El adjetivo quedó flotando en el aire. Turbia. Una actividad turbia, con todo lo que tal calificativo pudiera significar.

—Siga, por favor.

—No está proscrita por las leyes españolas que se aplican en las Antillas, aunque su abolición en teoría sí quedó convenida con los británicos, los primeros en suprimirla. Por esa razón, los buques ingleses vigilan con celo el cumplimiento de su ley en el Atlántico y el Caribe.

—Aun así, desde Cuba se sigue llevando a cabo.

—En magnitudes menores que antes, pero sí, tengo entendido que se mantiene.
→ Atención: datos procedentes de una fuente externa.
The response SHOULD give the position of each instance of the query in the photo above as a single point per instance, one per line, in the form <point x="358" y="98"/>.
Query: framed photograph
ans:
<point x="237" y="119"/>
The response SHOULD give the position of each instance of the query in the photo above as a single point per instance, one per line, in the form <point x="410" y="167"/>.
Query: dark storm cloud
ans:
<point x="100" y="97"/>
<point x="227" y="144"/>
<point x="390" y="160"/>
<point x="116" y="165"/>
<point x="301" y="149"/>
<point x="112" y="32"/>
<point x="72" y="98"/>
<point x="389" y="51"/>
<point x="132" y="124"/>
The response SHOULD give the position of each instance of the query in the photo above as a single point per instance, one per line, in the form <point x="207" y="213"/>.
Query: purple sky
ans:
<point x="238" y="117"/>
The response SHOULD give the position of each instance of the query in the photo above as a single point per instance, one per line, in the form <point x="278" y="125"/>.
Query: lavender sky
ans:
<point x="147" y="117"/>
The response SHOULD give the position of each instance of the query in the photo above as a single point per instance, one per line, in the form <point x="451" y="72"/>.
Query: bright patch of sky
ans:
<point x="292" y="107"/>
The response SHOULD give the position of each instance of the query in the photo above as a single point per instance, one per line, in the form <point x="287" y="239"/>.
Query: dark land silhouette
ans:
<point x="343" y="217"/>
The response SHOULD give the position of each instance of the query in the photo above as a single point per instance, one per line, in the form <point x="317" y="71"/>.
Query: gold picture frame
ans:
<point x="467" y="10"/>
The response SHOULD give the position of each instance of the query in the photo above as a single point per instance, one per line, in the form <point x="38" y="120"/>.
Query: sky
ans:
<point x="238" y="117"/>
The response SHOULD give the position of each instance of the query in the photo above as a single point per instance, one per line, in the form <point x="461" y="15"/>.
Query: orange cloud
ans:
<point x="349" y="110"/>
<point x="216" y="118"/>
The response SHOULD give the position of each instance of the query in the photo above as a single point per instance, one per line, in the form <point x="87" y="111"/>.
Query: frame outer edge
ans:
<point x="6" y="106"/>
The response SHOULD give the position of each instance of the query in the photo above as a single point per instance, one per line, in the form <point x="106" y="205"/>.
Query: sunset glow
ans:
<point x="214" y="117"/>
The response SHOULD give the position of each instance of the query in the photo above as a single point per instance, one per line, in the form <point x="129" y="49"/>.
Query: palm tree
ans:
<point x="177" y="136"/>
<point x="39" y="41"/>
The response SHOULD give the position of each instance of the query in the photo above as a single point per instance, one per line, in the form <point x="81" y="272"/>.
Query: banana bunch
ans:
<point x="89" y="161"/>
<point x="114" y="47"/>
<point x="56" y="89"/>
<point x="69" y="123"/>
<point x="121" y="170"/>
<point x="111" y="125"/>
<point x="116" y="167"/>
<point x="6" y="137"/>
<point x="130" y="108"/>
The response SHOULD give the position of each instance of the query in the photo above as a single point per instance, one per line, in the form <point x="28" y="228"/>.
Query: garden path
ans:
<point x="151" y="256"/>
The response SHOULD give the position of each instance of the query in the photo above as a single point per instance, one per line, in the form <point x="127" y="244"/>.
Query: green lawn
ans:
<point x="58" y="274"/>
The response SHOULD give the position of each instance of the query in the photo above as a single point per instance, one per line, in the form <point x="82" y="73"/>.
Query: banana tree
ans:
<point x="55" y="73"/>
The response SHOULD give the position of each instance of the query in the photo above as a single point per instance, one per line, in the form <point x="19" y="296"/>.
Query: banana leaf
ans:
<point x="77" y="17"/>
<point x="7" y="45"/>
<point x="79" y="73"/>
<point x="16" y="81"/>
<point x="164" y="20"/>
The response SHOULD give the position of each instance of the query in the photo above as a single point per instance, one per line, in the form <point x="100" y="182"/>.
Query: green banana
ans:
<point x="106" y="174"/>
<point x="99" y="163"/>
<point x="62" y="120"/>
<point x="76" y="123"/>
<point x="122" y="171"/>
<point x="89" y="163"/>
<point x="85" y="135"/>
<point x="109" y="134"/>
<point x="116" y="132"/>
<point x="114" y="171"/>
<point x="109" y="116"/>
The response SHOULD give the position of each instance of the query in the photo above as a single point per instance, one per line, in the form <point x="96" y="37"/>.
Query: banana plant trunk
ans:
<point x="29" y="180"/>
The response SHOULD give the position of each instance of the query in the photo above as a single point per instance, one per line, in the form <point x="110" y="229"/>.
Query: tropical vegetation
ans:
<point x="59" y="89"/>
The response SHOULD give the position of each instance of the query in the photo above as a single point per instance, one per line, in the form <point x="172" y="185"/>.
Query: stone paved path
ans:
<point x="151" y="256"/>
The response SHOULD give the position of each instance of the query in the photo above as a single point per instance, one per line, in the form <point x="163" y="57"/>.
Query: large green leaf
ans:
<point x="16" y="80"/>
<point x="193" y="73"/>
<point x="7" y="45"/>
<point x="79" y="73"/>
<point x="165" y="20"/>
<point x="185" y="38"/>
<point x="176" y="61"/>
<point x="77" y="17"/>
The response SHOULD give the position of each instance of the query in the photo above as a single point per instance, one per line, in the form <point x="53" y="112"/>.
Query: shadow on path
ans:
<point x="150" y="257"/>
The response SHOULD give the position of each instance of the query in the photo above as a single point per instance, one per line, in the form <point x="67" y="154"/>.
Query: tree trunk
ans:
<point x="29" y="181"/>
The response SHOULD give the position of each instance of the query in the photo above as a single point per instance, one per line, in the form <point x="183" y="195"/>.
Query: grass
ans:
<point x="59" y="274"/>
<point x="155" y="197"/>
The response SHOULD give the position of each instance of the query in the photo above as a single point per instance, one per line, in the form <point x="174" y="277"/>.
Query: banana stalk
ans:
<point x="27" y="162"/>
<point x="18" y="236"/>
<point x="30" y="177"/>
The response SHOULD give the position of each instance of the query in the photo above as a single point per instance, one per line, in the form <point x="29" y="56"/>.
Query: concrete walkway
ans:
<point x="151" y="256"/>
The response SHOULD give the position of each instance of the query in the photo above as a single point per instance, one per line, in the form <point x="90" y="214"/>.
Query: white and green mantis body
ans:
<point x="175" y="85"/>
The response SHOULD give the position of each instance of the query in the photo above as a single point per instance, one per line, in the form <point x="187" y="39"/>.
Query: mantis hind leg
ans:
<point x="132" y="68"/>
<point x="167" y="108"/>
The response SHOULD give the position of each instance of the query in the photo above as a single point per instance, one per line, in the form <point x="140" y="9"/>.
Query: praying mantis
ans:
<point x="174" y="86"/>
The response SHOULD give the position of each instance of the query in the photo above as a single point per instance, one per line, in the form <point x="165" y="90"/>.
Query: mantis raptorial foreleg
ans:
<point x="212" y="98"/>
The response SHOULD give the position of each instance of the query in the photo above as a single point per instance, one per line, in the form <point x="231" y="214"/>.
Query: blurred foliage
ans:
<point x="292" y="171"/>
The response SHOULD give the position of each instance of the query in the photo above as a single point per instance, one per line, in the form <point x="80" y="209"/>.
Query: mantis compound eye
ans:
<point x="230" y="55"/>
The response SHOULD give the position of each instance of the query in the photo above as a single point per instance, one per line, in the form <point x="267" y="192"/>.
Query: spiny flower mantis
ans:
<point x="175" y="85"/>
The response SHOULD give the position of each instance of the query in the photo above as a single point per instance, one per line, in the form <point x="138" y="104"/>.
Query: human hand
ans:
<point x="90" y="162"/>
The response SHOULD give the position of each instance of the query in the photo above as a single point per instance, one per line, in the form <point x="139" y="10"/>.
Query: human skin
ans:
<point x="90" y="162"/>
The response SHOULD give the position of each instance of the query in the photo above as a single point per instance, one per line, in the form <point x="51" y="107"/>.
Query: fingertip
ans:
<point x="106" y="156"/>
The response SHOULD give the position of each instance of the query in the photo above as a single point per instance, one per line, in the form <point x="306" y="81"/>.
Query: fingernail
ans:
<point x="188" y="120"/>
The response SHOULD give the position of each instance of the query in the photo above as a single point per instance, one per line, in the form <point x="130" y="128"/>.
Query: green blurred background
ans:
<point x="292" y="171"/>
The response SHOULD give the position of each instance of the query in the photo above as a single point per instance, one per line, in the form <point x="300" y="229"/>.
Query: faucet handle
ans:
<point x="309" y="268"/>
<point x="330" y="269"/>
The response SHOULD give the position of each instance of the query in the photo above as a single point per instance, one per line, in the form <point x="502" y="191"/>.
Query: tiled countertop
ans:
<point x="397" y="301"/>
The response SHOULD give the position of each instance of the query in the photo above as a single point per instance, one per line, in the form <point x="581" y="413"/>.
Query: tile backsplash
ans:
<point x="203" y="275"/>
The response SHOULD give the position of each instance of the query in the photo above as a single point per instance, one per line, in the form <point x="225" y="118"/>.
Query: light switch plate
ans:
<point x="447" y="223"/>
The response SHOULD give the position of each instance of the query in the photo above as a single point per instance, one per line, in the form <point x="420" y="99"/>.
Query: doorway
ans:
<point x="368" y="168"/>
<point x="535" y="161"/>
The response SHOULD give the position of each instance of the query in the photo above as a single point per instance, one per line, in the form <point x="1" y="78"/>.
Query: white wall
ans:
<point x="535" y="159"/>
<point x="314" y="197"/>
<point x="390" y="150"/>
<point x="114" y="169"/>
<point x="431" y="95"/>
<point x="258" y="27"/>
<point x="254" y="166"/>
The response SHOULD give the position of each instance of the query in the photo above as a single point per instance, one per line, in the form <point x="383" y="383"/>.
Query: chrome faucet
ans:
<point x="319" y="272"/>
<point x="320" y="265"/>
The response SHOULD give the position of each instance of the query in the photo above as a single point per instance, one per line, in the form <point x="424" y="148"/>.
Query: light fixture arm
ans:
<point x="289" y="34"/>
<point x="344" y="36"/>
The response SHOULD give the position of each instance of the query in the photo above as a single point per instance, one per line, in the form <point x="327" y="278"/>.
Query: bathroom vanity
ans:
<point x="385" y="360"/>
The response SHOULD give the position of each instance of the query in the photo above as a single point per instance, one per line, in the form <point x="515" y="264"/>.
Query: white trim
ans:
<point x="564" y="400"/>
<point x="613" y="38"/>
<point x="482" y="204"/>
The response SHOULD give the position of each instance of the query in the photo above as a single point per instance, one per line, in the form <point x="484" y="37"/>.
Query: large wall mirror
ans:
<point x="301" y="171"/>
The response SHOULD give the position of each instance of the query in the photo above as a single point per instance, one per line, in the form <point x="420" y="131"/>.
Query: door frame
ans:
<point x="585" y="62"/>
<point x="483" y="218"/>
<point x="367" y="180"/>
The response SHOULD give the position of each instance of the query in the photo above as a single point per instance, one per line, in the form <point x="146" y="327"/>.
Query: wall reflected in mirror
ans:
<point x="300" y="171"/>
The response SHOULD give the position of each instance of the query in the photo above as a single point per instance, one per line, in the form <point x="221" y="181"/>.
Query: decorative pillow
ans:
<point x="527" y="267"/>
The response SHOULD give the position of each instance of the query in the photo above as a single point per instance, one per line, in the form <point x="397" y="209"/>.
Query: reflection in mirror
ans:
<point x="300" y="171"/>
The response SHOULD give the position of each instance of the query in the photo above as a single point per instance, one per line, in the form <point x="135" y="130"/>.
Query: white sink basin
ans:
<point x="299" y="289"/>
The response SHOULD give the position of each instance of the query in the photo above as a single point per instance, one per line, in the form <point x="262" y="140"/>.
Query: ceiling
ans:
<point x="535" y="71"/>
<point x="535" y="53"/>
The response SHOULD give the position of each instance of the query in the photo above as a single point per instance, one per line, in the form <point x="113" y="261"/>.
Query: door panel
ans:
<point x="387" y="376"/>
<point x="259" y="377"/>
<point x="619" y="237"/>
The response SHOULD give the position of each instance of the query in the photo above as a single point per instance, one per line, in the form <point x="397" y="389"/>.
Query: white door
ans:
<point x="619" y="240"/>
Sus días de gloria, si me permite la frase macabra, tuvieron lugar a principios de siglo. Pero todo el mundo sabe que a día de hoy la carrera africana se mantiene activa y que aún se sigue desembarcando a miles de infelices en estas costas.

—Cargamentos de ébano los llaman, ¿no?

—O de carbón.

—Y dígame, ¿quién la patrocina, normalmente?

—Gente como la que, por sus preguntas, Larrea, deduzco que usted ya ha conocido. Cualquiera con capacidad para armar un barco y financiar total o parcialmente una expedición. Comerciantes o dueños de negocios variopintos por lo general. A veces incluso algún oportunista que pretende jugarse la suerte en esa ruleta. En solitario o en compañía, de todo hay.

—¿Y los hacendados ricos del azúcar? ¿Los cafeteros, los tabaqueros? ¿No se meten en este negocio, cuando son ellos los principales beneficiados de la mano de obra africana?

—Los oligarcas azucareros, lo mismo que los otros, son cada vez más contrarios a la trata, por extraño que le suene. Pero no se deje engañar: no les mueve la compasión, sino el miedo. Tal como ya le comenté, el crecimiento de la población africana en la isla es extraordinario y, si siguen llegando barcos repletos, el riesgo de subversión aumentará proporcionalmente. Y ésa es su peor amenaza, créame. Así que han adoptado la postura más conveniente para ellos, que es mantenerse opuestos a la importación de brazo negro, pero sin querer ni oír hablar de la abolición de la esclavitud.

Con las cejas contraídas, se tomó unos segundos para digerir la información.

—Cualquiera puede dedicarse a ello, don Mauro. Usted o yo mismo podríamos convertirnos en armadores negreros con suma facilidad, si quisiéramos.

—Pero no queremos.

—Yo, desde luego, no tengo la más remota intención. Usted, no lo sé.

Con la objetividad propia de su oficio, sin tremendismo pero alejada de cualquier tono de falsa delicadeza compasiva, el viejo banquero añadió:

—Puede ser una empresa lucrativa, ciertamente. Pero también sucia. E inmoral.

¿Dónde carajo estás ahora, Andrade, dónde están tus reproches? Estoy andando descalzo sobre el borde de un asunto tan siniestro como un cuchillo recién afilado, y no oigo ni una palabra de ti. ¿No tienes nada que decirme, hermano? ¿No tienes ninguna queja, ninguna recriminación? Su conciencia interpelaba a su apoderado mientras Calafat le acompañaba a la puerta.